São Paulo – A China abandonou a política de filho único e vai permitir que os casais tenham dois filhos.

A decisão, tomada pelo comitê central do Partido Comunista e comunicada pela agência estatal Xinhua, tem como objetivo “balancear o desenvolvimento populacional e enfrentar o desafio de uma população que envelhece”.

A decisão não surpreende, mas representa o fim de uma era. A política do filho único foi imposta em 1979, quando a taxa de fertilidade era de 2,81 filhos por mulher e o governo temia que o crescimento populacional fosse fugir do controle.

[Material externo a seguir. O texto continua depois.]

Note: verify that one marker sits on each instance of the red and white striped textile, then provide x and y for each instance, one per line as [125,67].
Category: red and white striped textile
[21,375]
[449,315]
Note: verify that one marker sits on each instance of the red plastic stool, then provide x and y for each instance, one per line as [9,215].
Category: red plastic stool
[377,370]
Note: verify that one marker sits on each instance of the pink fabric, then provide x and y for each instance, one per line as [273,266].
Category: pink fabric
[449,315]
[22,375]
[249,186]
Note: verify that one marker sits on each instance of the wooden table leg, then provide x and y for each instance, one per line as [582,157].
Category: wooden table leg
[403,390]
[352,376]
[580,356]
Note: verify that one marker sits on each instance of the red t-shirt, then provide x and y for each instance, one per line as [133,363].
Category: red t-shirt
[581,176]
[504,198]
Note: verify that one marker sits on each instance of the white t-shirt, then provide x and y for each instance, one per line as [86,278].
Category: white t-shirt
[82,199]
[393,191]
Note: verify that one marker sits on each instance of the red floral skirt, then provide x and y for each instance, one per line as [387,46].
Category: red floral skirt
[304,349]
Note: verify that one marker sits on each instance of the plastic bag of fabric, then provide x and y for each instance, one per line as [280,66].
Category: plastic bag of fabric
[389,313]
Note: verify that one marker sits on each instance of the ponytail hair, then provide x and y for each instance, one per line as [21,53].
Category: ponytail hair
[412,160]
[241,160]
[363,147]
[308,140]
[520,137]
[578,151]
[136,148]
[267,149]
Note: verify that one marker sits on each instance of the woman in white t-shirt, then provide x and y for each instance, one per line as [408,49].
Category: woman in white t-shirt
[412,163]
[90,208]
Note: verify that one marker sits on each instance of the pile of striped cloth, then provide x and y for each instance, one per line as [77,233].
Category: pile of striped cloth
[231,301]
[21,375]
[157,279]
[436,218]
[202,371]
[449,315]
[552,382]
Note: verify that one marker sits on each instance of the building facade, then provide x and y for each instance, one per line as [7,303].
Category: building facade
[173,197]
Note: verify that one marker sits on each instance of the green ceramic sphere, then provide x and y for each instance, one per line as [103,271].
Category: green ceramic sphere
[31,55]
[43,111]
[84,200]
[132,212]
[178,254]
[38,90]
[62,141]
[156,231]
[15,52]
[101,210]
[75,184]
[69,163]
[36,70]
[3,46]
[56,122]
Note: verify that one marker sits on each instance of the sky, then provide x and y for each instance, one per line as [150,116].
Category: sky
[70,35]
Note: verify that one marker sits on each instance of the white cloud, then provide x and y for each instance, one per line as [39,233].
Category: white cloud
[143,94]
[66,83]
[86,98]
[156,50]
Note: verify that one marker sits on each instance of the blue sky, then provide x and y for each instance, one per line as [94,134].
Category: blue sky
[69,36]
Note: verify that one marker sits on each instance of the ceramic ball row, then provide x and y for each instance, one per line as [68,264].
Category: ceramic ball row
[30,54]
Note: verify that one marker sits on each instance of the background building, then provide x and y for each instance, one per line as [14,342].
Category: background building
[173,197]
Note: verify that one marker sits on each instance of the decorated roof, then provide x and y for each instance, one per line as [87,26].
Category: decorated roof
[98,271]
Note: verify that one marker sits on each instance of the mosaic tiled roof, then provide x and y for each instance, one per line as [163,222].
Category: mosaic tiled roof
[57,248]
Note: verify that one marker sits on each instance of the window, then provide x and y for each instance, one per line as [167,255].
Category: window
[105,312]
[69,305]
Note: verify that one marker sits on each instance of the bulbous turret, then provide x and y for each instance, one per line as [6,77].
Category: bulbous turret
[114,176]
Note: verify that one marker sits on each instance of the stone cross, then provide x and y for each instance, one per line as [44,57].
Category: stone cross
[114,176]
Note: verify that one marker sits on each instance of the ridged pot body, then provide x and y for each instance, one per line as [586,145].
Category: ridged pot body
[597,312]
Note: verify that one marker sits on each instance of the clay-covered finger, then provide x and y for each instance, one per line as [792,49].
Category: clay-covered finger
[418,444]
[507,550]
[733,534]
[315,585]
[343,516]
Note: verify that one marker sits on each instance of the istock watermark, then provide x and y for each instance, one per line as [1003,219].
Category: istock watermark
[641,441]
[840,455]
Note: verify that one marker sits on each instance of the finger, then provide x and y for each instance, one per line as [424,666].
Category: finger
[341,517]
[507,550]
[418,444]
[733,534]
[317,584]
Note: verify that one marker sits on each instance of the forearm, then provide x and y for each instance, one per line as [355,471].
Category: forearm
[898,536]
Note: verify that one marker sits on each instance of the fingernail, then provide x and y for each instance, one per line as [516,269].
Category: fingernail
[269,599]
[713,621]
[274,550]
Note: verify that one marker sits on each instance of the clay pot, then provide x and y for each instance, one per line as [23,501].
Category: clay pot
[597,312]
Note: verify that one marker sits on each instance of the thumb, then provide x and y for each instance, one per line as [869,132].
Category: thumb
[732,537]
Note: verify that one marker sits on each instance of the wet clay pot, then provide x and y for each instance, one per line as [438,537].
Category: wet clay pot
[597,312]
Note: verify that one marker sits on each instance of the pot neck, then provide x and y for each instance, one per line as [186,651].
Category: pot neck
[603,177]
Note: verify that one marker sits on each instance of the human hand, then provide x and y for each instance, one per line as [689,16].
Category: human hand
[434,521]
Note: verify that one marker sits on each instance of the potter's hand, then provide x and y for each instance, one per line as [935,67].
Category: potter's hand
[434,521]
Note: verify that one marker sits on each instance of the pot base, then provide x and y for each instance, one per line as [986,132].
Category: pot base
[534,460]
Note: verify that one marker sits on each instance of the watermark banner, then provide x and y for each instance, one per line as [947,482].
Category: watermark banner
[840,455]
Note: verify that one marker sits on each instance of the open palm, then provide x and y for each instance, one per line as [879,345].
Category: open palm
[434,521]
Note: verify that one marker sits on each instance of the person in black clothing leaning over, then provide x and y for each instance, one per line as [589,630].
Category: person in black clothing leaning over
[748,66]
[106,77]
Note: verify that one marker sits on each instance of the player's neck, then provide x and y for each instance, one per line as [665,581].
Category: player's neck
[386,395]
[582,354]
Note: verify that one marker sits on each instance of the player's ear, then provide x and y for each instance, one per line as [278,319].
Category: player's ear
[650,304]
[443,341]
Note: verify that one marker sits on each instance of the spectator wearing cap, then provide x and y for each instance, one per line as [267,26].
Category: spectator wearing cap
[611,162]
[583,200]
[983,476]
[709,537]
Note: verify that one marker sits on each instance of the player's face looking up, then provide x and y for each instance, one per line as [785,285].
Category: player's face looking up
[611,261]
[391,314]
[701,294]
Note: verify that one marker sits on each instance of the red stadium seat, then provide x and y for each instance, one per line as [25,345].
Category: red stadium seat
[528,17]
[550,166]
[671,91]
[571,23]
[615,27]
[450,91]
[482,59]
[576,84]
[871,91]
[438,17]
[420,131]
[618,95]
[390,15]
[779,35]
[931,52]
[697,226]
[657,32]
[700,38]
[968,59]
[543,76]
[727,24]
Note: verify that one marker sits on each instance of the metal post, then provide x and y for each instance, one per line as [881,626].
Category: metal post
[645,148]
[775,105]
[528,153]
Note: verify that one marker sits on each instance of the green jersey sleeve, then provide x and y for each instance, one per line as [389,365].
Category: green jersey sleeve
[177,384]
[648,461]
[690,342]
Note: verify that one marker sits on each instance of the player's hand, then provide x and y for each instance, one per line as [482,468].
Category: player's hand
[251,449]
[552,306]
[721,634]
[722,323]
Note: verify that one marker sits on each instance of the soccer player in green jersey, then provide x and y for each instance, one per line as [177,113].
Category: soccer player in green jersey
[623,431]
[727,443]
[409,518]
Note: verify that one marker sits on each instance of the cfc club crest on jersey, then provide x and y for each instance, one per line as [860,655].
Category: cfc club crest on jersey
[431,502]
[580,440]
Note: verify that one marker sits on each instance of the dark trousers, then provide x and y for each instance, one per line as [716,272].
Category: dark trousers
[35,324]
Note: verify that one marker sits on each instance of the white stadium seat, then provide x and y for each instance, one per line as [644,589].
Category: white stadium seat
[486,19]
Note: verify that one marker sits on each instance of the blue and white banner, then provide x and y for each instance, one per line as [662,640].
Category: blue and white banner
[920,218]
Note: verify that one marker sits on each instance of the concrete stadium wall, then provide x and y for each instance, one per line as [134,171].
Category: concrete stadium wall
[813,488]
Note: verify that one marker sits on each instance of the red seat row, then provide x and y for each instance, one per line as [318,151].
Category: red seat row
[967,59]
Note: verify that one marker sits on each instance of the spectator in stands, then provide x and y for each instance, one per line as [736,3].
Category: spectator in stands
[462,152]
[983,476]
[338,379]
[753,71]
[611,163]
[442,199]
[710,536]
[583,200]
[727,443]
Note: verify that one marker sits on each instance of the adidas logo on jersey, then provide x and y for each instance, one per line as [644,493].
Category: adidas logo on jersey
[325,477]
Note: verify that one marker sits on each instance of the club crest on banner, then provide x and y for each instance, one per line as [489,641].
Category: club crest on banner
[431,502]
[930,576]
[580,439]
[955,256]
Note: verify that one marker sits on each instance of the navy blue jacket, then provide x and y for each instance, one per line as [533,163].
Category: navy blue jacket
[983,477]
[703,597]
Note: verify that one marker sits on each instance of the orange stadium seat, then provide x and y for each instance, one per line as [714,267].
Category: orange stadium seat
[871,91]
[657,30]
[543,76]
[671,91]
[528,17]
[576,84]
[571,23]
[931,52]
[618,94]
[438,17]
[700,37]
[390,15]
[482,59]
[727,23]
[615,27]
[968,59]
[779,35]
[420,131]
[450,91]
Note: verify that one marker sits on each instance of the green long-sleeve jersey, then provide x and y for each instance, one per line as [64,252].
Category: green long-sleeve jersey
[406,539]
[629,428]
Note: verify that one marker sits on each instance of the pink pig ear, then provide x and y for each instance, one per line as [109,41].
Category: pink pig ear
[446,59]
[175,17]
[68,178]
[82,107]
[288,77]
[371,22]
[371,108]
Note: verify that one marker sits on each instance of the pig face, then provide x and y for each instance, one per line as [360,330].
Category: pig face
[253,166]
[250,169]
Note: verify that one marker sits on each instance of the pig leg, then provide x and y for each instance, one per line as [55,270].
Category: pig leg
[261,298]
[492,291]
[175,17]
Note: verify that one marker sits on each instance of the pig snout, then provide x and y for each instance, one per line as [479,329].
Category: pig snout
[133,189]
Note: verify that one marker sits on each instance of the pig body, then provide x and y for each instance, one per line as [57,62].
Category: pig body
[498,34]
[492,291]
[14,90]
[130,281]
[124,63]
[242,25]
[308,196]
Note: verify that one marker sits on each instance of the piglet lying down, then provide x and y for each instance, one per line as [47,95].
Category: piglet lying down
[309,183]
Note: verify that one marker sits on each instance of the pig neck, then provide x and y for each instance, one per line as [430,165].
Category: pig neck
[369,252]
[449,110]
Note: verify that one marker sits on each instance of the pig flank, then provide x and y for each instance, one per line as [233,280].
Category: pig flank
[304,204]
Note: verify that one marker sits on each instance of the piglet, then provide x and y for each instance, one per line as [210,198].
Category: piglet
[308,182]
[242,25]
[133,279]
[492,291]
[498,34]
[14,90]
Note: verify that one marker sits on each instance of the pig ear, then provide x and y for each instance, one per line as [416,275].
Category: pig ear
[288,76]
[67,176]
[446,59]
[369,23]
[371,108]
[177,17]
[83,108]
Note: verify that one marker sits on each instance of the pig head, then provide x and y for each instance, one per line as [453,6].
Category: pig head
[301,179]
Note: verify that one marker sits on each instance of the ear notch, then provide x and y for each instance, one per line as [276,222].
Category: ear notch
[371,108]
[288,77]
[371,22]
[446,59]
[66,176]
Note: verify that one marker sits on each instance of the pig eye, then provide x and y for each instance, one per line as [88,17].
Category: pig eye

Poucas exceções eram permitidas e a fiscalização era intensa. No longo prazo, a preferência pelo sexo masculino gerou um excedente de homens solteiros que deve chegar a 30 milhões já em 2020 e causa tensões sociais.

“Isso não tem paralelo no mundo e talvez seja um dos exemplos mais draconianos de engenharia social já vistos”, diz Feng Wang, do centro de política pública Brookings-Tsinghua.

Em 2013, a taxa de fertilidade já havia caído para 1,17 filho por mulher, abaixo do nível de substituição, e o governo começou a flexibilizar a regra – mas não conseguiu atingir a meta de gerar 2 milhões de novos nascimentos desde então.

A preocupação é econômica: o boom demográfico do país já passou. Veja no gráfico: em azul estão os jovens, na cor salmão estão aqueles em idade de trabalhar e em verde estão os idosos.

(Morgan Stanley)

Isso significa cada vez menos jovens sustentando cada vez mais idosos. É o desafio das pensões, generalizado nos países desenvolvidos e que agora chega aos emergentes. 

Veja a evolução da taxa de dependência (proporção entre aqueles com mais de 65 anos e aqueles entre 15 e 64 anos) na China e no Leste Europeu: 

(Morgan Stanley)

“A política do filho único, estendida por tempo demais, significou que o apoio aos idosos ficou cada vez mais escasso. Com uma rede de proteção social insuficiente, a poupança pessoal cresceu como forma de guardar para a aposentadoria”, diz um relatório recente do Morgan Stanley.

“Apesar de uma proporção maior dos idosos trabalhar na Ásia do que na Europa ou na América do Norte, o aumento da longevidade vai aumentar a taxa de dependência na China e em outros lugares. O resultado será um declínio na taxa de poupança pessoal e no balanço de conta corrente da China – o que já começou a acontecer”.

O desenvolvimento vertiginoso da China nas últimas décadas foi baseado em um modelo de muita poupança e investimento – o oposto do Brasil, mas que nos favoreceu através do apetite voraz pelas nossas commodities.

Só que isso chegou em um limite e a China está desacelerando. As reformas no país, incluindo o fim da política do filho único, são tentativas de caminhar para um modelo com mais ênfase em consumo, serviços e inovação.